Le anamolie illustrate nell'articolo dimostrano che oltre ai piani di Fini e Berlusconi,è mandata all'aria questa povera italia,costretta a subire, ancora una volta, i duetti e i duelli di capricciosi governanti che, nell'ottica di una politica personalistica,la cui posta in palio è il potere,inventano ogni giorni una mossa.I fatti dimostrano a chiare lettere che tutte le regole sono saltate,che lo scollamento tra governanti e Paese è veramente considerevole.Le invocate e temute elezioni creerebbero una confusione incredibile,io non ho capito,nel caso di elezioni solo per la Camera ,a quale leader verrebbe dato l'incarico di formare il governo: a quello che ha la maggioranza al Senato o a quello che l'avrebbe alla Camera,in caso di vittoria di una coalizione diversa?A questo punto si potrebbero nominare due premier così sarebbero tutti felici e contenti ,in fondo anche a Roma ci fu il momento dei due consoli

 
19/11/2010 - Un'anomalia inesistente (enrico maranzana)

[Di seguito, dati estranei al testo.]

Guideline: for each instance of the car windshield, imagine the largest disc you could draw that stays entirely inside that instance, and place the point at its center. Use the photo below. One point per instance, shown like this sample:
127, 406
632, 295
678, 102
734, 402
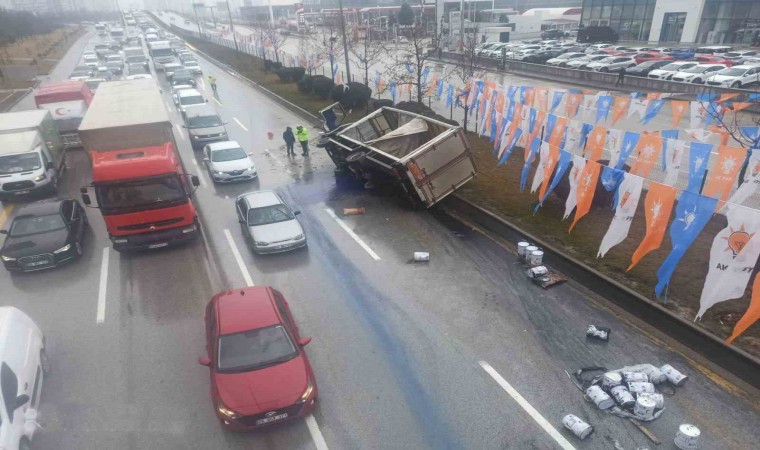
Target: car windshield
140, 193
29, 225
19, 163
227, 154
206, 121
734, 72
269, 214
255, 349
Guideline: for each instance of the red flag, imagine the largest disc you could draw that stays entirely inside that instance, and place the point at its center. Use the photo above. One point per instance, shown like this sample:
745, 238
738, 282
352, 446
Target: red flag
658, 207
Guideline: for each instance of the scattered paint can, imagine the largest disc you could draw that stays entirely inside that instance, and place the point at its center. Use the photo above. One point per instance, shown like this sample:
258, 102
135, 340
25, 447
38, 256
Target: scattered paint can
635, 376
673, 375
599, 397
610, 380
644, 407
659, 399
577, 425
623, 397
353, 211
687, 437
536, 258
421, 256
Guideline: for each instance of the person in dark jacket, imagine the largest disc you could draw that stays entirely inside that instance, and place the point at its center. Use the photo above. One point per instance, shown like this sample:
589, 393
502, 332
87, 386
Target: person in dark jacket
290, 140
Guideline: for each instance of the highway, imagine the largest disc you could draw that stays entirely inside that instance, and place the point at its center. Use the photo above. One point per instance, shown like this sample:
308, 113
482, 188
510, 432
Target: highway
461, 352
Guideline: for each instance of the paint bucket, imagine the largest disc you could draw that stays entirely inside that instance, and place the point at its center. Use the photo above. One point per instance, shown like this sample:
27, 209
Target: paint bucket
635, 376
610, 380
687, 437
623, 397
673, 375
659, 400
577, 426
644, 407
599, 397
641, 387
535, 258
421, 256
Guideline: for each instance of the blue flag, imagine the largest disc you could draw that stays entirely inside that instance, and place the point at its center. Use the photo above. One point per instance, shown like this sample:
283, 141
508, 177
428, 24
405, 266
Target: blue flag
666, 135
556, 100
508, 151
564, 162
629, 143
603, 104
692, 213
699, 156
534, 147
652, 110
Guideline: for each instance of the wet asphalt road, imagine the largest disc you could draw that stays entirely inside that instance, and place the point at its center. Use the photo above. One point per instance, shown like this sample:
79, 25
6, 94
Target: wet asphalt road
397, 346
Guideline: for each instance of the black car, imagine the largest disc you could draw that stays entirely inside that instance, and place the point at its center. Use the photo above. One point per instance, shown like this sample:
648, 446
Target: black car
643, 69
43, 235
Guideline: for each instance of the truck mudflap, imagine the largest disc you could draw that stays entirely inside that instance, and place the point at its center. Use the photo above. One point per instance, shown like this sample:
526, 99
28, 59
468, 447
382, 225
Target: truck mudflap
157, 239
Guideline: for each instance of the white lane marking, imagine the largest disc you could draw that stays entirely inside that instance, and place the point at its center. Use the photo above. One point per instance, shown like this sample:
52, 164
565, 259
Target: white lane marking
535, 415
240, 123
238, 258
101, 316
352, 234
315, 432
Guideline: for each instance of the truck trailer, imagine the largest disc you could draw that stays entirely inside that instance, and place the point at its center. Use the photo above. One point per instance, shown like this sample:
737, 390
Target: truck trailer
138, 180
424, 158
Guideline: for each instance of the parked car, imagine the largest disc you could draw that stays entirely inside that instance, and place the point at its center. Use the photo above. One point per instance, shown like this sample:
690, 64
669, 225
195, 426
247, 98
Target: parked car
23, 367
612, 64
44, 234
259, 372
227, 162
667, 71
697, 74
736, 77
268, 224
643, 69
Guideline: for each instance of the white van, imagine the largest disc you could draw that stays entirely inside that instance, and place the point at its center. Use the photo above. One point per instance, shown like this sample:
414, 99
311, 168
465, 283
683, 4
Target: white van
23, 364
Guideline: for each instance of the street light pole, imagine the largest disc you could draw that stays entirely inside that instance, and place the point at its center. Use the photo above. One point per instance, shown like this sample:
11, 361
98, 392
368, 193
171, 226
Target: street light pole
345, 44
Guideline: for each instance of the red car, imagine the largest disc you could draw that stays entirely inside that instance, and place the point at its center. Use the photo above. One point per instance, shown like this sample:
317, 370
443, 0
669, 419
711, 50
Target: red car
260, 374
641, 57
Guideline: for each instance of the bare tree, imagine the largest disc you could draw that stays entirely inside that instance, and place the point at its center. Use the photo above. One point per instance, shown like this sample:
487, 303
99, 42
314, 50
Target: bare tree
366, 52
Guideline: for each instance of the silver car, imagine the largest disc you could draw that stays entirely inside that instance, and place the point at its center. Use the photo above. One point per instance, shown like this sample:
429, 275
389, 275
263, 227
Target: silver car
226, 162
268, 225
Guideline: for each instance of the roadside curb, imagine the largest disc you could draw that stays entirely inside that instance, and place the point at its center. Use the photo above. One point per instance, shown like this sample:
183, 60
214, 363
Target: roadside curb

“Il che non è scritto nella costituzione formale ma è scritto in una legge elettorale” e, conseguentemente, il principio non ha alcun significato, nessun effetto, nessun valore. Parlarne vuol dire solo intorbidire le acque e fare confusione. Si vuole generare una situazione simile a quella del tempo di Pilato che “sapeva che i sommi sacerdoti glielo avevano consegnato per invidia”, sentimento che derivava dalla popolarità, dalla capacità comunicativa di Gesù che offuscava il prestigio del sinedrio. L’antagonismo non aveva origine dalla diversa visione dell’aldilà o da differenti definizioni della missione dell’uomo, riguardava il potere. Per difendere il loro primato “i sommi sacerdoti sobillarono la folla perché egli rilasciasse loro piuttosto Barabba”, un sovversivo omicida. L’emotività, non la razionalità è il fondamento del “Crocifiggilo”, formulata come risposta alla domanda: “Che male ha fatto?”. Emotività e irrazionalità che hanno fatto dimenticare alla folla il motivo della loro adunata davanti a Pilato: “Chiedere ciò che sempre egli le concedeva”, ”rilasciare un carcerato a loro richiesta”. La gente, infatti, si era radunata per chiedere la liberazione di Gesù.